How to Evade the Envy of the Servant and the Benevolence of the Master


  • 1. April 2017 | 10:45 – 11:30

Lecture, Keti Chukhrov (Moscow)

At first sight, the genesis of contemporary populism is evident—waves of financial crisis, the overturning of authoritarian governments in the Middle East and post-socialist countries with religious restitution afterward, deindustrialization of second- and third-world production with no means of constructing postindustrial infrastructures, gentrification of the cultural and cognitive left, which brought about the toxic constellation—at a time when the oppressed are not the ones to solidarize with but are rather the ideological enemies of progressive politics and emancipatory social work. Identitarian politics, cultural essentialism, and religious fundamentalism are proliferating as the traits of right-wing counterrevolution.

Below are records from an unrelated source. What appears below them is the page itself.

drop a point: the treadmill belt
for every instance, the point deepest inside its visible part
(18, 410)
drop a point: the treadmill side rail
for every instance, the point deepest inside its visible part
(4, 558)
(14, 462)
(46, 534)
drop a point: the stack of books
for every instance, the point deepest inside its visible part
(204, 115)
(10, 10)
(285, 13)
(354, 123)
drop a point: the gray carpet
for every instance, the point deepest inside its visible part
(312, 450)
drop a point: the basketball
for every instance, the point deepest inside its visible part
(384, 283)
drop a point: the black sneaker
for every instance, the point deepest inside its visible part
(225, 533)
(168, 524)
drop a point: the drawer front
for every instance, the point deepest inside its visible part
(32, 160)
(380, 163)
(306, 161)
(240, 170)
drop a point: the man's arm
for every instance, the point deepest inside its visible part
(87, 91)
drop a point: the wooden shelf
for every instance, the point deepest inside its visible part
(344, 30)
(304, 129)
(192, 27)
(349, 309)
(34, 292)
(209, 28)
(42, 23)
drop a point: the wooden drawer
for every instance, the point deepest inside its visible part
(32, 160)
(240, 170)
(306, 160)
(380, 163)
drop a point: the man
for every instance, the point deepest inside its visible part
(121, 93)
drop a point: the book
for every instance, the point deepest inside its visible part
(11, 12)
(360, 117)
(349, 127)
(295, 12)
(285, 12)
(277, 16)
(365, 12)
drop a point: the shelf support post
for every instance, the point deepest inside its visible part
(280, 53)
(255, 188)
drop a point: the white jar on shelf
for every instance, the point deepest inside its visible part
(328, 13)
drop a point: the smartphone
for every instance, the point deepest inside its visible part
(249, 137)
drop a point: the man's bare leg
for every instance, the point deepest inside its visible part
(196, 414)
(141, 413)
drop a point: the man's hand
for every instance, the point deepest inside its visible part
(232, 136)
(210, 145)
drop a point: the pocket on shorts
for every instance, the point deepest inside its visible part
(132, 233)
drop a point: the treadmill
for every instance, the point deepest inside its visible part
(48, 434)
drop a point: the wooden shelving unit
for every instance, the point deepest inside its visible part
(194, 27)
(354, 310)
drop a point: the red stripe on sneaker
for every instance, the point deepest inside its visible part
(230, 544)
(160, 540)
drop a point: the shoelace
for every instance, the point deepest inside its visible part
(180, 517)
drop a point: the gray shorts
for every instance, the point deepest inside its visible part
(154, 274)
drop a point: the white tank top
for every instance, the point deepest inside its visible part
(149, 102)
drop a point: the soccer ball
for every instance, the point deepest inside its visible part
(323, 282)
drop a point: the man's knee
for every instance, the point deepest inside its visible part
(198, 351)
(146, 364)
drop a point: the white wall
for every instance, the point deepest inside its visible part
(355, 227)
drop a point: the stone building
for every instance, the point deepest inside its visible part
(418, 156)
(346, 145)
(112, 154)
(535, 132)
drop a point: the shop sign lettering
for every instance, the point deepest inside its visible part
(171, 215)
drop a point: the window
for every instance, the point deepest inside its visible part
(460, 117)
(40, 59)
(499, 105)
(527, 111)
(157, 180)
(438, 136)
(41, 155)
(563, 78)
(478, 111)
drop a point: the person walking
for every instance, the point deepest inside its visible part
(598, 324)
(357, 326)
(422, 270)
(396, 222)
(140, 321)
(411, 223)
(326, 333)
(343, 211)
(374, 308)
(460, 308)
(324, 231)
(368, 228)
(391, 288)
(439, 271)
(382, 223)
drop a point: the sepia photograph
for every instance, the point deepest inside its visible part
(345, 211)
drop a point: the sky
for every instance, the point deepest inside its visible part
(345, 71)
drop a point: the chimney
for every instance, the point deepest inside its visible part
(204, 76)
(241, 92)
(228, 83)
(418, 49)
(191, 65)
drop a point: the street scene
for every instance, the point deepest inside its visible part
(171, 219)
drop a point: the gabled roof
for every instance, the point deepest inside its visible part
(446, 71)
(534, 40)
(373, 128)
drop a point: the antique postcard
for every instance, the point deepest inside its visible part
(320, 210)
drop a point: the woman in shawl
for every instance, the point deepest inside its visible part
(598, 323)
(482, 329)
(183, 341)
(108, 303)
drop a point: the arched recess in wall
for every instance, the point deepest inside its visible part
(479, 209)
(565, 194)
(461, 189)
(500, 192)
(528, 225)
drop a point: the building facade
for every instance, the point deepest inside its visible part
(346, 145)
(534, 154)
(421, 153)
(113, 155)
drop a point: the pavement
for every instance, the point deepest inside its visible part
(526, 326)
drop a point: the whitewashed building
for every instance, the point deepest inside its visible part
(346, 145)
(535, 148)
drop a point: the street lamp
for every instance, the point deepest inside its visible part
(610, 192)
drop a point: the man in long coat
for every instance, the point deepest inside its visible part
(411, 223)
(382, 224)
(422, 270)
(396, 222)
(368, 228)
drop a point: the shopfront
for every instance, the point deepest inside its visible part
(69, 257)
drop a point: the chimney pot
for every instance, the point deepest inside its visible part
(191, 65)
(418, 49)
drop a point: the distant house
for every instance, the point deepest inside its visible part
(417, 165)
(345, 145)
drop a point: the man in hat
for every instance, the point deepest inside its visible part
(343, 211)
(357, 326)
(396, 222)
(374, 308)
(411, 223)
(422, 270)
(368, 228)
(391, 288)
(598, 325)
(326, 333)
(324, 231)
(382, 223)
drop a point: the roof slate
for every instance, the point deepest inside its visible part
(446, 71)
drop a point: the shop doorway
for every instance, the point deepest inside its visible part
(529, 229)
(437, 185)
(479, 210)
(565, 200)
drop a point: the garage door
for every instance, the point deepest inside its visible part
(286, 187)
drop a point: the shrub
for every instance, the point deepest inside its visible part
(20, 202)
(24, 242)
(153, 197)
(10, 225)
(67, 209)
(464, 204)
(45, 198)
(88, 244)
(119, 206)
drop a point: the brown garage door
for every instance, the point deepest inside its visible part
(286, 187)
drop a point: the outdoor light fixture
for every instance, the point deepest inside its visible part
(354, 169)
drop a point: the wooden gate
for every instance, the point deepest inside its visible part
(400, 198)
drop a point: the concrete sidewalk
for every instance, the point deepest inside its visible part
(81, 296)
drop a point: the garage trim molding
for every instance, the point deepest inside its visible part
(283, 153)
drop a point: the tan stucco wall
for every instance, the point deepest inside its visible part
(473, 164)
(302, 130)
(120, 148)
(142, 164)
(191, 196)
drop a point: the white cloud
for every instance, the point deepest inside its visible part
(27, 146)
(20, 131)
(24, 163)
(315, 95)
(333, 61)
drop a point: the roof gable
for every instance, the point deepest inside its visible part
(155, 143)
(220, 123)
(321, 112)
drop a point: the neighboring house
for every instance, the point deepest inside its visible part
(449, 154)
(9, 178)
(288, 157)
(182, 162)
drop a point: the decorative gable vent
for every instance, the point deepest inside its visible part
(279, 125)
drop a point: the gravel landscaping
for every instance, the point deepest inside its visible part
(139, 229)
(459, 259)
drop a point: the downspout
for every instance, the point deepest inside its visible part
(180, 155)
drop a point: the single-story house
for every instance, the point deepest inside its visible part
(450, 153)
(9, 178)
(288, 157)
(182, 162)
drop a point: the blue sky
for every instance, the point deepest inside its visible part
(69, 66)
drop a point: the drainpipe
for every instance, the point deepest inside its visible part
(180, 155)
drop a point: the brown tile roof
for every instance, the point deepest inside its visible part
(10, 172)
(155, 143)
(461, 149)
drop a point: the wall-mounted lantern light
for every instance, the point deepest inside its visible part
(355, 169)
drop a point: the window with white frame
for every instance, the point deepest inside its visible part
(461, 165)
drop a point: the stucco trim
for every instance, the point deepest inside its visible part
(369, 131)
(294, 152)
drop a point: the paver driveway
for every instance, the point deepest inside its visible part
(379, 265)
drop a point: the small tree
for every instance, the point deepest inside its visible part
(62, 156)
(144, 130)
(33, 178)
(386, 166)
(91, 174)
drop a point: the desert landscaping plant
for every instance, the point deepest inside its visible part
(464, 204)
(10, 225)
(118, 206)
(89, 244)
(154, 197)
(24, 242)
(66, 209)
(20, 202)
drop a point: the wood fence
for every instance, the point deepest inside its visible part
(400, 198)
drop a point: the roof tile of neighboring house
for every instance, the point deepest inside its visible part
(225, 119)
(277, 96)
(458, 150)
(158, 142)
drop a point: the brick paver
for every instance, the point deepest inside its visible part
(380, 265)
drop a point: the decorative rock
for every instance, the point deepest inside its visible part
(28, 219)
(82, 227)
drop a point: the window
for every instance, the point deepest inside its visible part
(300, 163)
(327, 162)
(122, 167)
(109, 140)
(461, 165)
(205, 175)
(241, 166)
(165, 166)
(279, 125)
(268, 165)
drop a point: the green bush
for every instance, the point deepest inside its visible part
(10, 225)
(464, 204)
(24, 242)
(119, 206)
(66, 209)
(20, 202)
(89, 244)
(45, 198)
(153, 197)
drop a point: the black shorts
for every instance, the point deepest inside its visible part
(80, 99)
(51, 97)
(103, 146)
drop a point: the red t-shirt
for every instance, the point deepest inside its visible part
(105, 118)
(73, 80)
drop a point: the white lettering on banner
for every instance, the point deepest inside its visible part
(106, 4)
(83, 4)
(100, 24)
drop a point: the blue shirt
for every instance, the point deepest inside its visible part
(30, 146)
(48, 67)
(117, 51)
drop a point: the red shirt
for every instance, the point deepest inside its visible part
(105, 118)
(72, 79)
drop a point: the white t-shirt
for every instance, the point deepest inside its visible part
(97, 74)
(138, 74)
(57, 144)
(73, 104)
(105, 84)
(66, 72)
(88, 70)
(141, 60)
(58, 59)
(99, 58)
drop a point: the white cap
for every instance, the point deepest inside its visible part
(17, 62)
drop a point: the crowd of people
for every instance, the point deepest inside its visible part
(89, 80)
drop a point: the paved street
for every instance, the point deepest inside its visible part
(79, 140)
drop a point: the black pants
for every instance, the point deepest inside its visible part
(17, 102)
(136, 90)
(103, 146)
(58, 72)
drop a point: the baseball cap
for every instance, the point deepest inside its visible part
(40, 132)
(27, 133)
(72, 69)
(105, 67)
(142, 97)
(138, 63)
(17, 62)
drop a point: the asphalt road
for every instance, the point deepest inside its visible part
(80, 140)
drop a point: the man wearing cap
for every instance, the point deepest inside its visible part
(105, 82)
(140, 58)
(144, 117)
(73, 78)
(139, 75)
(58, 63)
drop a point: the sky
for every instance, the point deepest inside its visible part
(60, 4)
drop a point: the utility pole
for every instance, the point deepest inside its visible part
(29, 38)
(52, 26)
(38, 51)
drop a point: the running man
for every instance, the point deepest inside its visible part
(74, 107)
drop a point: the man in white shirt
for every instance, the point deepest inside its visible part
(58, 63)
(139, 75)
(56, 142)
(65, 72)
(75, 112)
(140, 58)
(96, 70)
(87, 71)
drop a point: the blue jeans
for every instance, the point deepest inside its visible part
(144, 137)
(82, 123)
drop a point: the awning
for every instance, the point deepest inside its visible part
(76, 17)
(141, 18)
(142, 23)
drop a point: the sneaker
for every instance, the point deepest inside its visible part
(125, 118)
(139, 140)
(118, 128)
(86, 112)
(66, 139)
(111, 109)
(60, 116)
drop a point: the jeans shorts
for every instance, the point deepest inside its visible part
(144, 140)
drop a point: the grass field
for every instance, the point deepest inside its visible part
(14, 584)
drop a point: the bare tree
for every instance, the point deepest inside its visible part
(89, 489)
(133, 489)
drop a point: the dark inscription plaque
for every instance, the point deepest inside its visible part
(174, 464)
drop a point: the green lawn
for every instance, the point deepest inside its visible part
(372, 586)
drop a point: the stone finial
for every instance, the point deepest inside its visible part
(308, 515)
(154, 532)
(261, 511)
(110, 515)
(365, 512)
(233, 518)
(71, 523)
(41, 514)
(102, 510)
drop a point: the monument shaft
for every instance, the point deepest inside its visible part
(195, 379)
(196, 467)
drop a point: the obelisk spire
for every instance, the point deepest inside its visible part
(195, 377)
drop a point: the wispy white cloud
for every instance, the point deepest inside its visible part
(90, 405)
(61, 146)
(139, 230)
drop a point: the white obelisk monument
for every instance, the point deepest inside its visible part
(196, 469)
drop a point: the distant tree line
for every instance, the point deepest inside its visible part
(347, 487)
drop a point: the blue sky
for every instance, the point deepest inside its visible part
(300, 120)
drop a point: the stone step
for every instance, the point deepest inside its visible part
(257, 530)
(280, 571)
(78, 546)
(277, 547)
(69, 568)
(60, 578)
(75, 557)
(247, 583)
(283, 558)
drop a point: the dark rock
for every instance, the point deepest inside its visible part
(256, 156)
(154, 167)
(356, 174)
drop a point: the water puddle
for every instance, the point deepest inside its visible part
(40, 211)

But while the technologies of converting the most unprivileged into the grip of the reactionary beliefs are more or less obvious, how could it happen that the progressive and emancipatory rhetoric responsible for equality ethics and general enlightenment ended up with the overall stigmatization of the unprivileged as the populist electorate, with the incapacity for any social continuity with what now becomes the surplus population; and the worst—with the appropriation of anti-capitalist rhetoric by the neo-feudal reactionary oligarchies.